The Texas curriculum describes 1 Corinthians 13 as “the definition of love.” That’s not wrong, but it’s inadequate. The argument here is not an attempt to define or describe what love is, but rather the assertion that love is the only standard by which we can define or evaluate or understand or know anything. It’s Paul’s epistemology and his hermeneutic. (Did Paul always meet the standard or consistently abide by the rule he declares here? No. But I think the Paul who wrote 1 Corinthians 13 would welcome being challenged on that point on the basis of a 1 Corinthians 13 argument.)

The little snippet in the middle describing some of the attributes of love really is a gorgeous passage —

Love is patient, love is kind. It does not envy, it does not boast, it is not proud. It does not dishonor others, it is not self-seeking, it is not easily angered, it keeps no record of wrongs.* Love does not delight in evil but rejoices with the truth. It always protects, always trusts, always hopes, always perseveres.

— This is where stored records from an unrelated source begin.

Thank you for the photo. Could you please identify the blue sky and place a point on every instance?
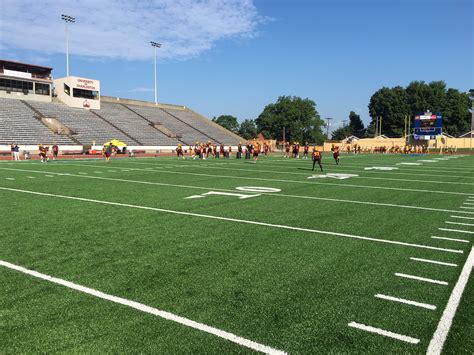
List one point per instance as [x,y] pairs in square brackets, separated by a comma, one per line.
[236,56]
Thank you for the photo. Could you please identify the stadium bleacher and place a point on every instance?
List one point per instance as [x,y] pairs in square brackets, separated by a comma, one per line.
[132,124]
[18,124]
[87,126]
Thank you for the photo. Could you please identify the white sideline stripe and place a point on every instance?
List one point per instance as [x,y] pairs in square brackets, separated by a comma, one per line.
[424,279]
[463,217]
[386,333]
[461,224]
[305,174]
[452,239]
[434,262]
[441,333]
[230,190]
[421,246]
[287,181]
[402,300]
[455,230]
[147,309]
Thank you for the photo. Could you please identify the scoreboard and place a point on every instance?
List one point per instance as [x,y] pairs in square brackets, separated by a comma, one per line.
[428,126]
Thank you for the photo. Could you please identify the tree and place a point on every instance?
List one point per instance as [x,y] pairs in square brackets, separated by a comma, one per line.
[341,133]
[248,130]
[392,106]
[396,103]
[228,122]
[297,116]
[356,125]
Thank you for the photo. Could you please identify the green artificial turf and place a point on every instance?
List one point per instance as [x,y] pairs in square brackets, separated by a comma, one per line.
[292,290]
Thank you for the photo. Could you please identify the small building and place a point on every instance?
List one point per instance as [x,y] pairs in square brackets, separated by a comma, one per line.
[25,81]
[78,92]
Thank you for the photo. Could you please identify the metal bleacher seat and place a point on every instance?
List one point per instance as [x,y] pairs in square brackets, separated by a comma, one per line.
[217,133]
[189,135]
[87,126]
[18,124]
[134,125]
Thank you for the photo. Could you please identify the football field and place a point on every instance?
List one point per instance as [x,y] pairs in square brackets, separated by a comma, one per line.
[222,255]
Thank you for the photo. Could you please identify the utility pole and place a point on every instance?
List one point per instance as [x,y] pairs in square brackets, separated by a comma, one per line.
[155,45]
[67,19]
[327,127]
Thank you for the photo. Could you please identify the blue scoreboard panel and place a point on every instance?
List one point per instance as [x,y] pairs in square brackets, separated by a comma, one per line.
[428,126]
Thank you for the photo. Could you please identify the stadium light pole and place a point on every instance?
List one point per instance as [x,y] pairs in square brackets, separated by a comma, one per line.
[67,19]
[327,127]
[155,45]
[471,94]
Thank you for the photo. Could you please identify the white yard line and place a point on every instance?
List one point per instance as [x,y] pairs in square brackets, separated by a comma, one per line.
[423,279]
[230,190]
[455,230]
[463,217]
[461,224]
[405,301]
[439,337]
[253,168]
[433,262]
[383,332]
[147,309]
[344,235]
[290,181]
[451,239]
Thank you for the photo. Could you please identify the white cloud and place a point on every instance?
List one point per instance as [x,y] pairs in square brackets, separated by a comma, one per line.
[124,28]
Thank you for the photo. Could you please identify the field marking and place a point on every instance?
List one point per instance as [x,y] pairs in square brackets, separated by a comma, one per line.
[452,239]
[288,181]
[371,162]
[463,217]
[405,301]
[434,262]
[230,190]
[455,230]
[147,309]
[208,166]
[418,278]
[461,224]
[383,332]
[344,235]
[439,337]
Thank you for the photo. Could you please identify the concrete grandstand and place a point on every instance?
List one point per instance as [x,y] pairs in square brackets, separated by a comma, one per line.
[72,113]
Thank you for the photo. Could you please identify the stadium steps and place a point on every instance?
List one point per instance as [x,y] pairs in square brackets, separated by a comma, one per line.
[188,124]
[222,132]
[161,127]
[39,116]
[19,125]
[188,135]
[88,127]
[117,128]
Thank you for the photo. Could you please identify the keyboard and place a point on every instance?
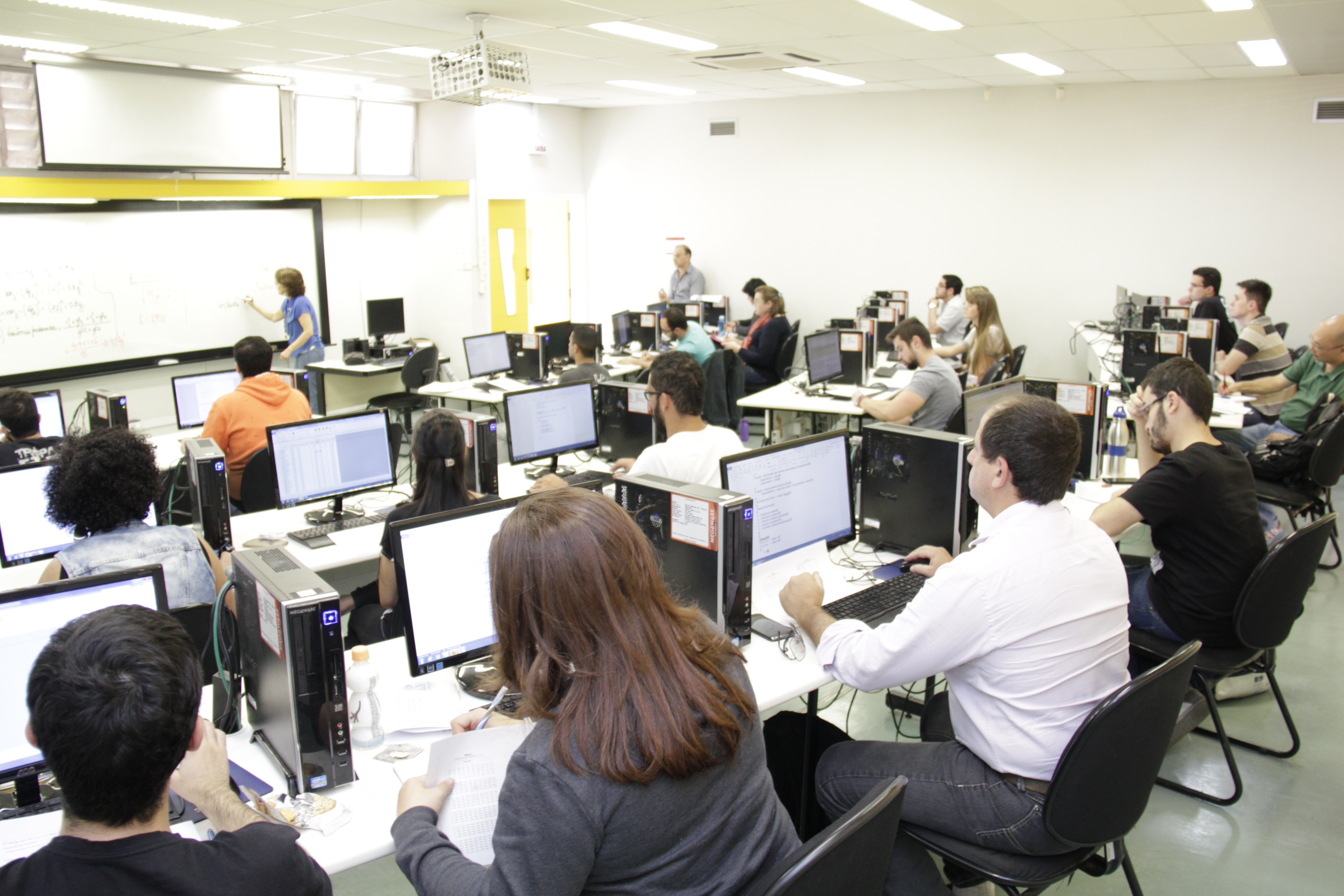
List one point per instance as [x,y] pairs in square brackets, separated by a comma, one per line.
[338,526]
[879,602]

And I suppose I’m happy to have that bit read to anyone or read by anyone, anywhere, any time, any place — whether it be a dubiously “Satanist” couple getting married in West Virginia or a bunch of bored teenagers in Texas taking a break between Animal Farm and The Odyssey.**

But that’s a parenthetical aside to the main argument of 1 Corinthians 13. It comes after verses 1-3, arguing that nothing matters in the absence of love, and it comes just before verses 8-13 arguing that nothing is knowable or can be known for certain except for this one thing: love. And that philosophical assertion is, in its own way, just as beautiful as the description of love in verses 4 through 7.

It’s strange, but kind of wonderful, that 1 Corinthians 13 has become such a standard part of American weddings. “And now, before we get to the exchanging of rings, the bride’s favorite aunt is going to come up here and read a short essay on epistemology that posits a radical skepticism about our human capacity for knowledge.”

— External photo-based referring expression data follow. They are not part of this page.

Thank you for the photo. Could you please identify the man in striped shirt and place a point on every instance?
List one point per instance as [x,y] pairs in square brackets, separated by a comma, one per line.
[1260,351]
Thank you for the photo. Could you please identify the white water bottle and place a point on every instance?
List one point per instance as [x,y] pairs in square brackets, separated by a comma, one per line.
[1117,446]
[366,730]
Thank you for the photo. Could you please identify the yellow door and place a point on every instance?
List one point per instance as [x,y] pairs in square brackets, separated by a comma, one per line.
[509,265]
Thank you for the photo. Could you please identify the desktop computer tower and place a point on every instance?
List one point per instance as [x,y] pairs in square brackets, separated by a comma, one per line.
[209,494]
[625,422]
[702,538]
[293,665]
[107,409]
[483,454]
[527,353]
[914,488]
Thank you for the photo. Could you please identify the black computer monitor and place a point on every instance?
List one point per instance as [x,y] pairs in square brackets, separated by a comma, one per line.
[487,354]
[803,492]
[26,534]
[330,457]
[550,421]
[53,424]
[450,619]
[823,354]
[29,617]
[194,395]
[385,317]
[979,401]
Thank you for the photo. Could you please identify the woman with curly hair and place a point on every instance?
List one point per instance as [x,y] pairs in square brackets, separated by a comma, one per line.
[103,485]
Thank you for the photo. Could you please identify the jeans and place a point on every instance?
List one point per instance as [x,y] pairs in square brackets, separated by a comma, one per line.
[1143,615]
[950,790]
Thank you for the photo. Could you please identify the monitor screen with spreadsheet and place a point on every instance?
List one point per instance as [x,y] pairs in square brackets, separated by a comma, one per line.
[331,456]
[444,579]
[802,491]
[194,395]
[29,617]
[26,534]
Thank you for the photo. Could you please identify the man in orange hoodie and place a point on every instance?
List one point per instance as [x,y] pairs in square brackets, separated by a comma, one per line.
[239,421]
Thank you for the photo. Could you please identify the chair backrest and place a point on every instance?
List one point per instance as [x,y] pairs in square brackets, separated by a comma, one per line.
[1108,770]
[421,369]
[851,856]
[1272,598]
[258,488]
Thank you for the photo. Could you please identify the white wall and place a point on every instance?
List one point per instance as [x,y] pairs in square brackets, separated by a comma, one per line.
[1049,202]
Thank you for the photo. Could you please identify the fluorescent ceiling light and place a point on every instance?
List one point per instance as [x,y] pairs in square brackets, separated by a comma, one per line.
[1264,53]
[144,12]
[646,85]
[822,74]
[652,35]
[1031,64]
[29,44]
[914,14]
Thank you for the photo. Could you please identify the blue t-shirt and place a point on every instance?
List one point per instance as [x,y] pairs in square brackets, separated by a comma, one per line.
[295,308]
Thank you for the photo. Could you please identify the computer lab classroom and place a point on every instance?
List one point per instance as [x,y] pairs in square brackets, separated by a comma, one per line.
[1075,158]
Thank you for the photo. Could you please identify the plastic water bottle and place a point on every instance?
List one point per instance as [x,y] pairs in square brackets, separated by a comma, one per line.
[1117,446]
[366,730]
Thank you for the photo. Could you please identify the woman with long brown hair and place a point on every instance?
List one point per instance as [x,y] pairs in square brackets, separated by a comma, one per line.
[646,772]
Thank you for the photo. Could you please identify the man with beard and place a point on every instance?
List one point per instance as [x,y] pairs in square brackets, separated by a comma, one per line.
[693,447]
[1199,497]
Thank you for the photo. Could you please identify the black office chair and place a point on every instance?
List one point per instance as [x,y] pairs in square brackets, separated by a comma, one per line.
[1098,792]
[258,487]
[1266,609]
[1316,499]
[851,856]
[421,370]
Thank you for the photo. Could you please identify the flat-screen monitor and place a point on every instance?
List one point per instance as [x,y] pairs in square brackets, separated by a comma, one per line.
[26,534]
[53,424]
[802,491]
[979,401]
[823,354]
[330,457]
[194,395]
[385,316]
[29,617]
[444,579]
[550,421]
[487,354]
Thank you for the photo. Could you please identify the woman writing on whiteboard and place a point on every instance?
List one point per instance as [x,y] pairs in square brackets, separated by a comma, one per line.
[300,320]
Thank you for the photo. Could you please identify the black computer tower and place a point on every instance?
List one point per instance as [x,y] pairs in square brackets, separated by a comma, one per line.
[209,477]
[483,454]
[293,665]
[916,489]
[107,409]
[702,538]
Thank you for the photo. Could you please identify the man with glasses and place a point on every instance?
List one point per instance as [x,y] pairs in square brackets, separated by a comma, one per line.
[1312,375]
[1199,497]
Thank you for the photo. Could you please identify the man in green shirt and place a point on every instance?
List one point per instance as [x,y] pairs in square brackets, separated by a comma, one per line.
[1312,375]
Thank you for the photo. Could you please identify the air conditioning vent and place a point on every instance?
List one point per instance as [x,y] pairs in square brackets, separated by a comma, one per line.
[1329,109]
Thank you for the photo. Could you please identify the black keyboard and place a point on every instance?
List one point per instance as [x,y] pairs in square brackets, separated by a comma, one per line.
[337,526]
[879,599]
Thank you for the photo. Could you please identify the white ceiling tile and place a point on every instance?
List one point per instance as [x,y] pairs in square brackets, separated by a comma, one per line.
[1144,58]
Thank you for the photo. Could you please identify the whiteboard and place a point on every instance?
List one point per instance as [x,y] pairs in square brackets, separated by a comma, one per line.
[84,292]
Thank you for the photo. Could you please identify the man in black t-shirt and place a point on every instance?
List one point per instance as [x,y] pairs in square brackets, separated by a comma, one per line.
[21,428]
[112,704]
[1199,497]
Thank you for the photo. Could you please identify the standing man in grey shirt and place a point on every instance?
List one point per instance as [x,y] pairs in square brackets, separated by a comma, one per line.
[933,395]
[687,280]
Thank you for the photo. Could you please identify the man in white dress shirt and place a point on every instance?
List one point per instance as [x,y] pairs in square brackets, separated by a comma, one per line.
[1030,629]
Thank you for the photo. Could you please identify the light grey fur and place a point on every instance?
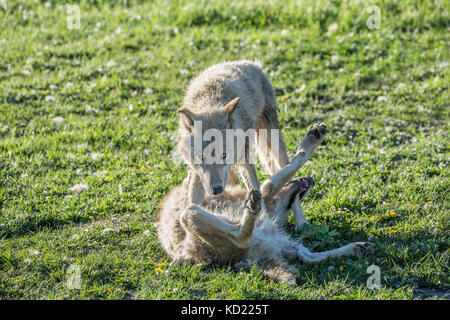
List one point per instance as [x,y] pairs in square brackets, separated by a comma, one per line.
[231,228]
[232,95]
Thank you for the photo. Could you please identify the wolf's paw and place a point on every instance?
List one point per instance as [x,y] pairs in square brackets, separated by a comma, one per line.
[253,201]
[365,248]
[317,131]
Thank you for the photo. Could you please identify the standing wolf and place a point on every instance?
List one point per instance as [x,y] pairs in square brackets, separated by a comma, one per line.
[231,228]
[232,95]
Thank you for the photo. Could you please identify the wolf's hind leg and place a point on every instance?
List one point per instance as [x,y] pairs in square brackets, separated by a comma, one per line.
[216,231]
[304,255]
[308,144]
[279,270]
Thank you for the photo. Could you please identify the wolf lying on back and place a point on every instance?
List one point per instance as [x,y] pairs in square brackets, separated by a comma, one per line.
[229,228]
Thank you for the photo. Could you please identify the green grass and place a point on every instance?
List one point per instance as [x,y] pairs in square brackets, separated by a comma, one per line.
[384,95]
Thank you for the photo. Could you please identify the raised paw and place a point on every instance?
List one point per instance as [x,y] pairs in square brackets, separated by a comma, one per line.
[318,130]
[253,200]
[365,248]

It’s remarkable that the idea of 1 Corinthians 13 has become a part of Texas’s curriculum debate but the substance of that passage has not. What is it that we want students to know and understand? What is it that all humans need to know and understand? And what is it that we humans are capable of knowing or understanding?

Paul’s answer to that last question was “Not much. Except for love.” It is also his answer to the first two questions.

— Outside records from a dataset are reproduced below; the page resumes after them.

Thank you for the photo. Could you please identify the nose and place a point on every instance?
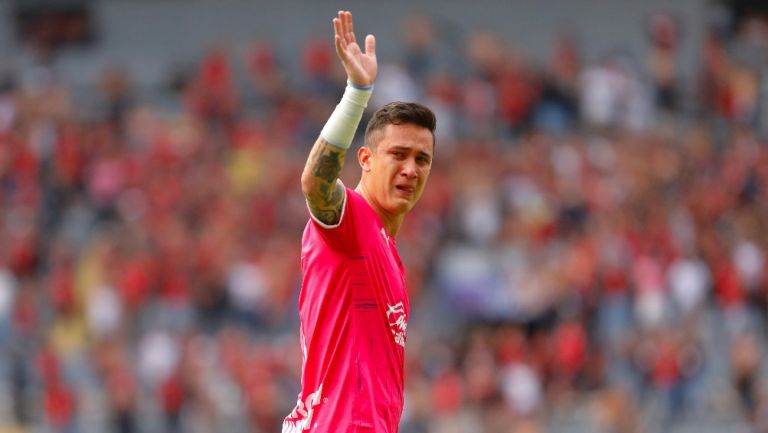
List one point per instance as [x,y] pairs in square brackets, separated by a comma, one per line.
[408,169]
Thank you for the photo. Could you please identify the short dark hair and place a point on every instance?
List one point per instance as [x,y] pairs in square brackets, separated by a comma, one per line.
[400,113]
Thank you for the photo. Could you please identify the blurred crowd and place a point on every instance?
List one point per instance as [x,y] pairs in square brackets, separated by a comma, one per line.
[589,254]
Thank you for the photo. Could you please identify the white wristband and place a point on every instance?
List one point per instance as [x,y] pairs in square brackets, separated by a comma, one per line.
[340,128]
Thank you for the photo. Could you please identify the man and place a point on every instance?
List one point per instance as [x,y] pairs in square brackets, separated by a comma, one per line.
[353,303]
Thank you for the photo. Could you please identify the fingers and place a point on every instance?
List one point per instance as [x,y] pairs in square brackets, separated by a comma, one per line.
[343,27]
[370,45]
[349,27]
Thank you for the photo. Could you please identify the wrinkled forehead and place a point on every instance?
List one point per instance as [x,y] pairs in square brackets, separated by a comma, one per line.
[406,135]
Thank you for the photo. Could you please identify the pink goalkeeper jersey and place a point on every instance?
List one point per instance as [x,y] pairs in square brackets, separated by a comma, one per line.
[354,313]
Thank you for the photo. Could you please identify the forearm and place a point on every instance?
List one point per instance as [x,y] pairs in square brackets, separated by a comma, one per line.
[324,195]
[319,181]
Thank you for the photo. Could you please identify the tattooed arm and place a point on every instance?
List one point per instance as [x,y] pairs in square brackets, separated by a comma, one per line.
[319,181]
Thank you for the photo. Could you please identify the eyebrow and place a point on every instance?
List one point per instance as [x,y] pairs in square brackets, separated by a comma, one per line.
[409,148]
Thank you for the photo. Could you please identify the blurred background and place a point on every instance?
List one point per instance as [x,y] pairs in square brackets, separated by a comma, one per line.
[589,254]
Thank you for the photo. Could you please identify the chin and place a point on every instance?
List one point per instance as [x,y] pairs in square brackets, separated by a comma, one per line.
[401,206]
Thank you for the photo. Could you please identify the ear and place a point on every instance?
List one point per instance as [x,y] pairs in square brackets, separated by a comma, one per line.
[364,155]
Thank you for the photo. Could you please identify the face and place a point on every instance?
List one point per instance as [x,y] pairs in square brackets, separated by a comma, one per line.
[396,169]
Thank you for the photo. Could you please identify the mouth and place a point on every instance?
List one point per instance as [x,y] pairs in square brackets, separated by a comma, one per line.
[406,189]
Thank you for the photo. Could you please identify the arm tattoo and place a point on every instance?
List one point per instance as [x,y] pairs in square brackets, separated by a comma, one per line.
[326,198]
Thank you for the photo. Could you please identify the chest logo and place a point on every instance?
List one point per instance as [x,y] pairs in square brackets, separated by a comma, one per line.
[398,322]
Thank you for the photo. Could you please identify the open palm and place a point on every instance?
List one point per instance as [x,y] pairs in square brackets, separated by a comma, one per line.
[361,67]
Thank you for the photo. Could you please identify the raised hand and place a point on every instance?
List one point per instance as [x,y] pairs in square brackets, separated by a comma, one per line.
[361,67]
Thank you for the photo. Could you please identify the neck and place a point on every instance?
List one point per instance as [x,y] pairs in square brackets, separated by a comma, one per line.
[391,222]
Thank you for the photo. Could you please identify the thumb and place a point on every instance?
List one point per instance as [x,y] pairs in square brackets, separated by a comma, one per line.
[370,45]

And that’s a great answer. It’s important. More important than anything, I suspect.

But it’s also not an answer that I trust Caesar to teach public school students without distorting it into some Caesar-serving tool of empire.


* Have any of these education officials considered how obviously the line “Keeps no record of wrongs” is going to be wielded by students required to read this text in class?

** Texas’s proposed curriculum appears to refer to The Odyssey as a “novel.” You know … by the famous novelist, Homer.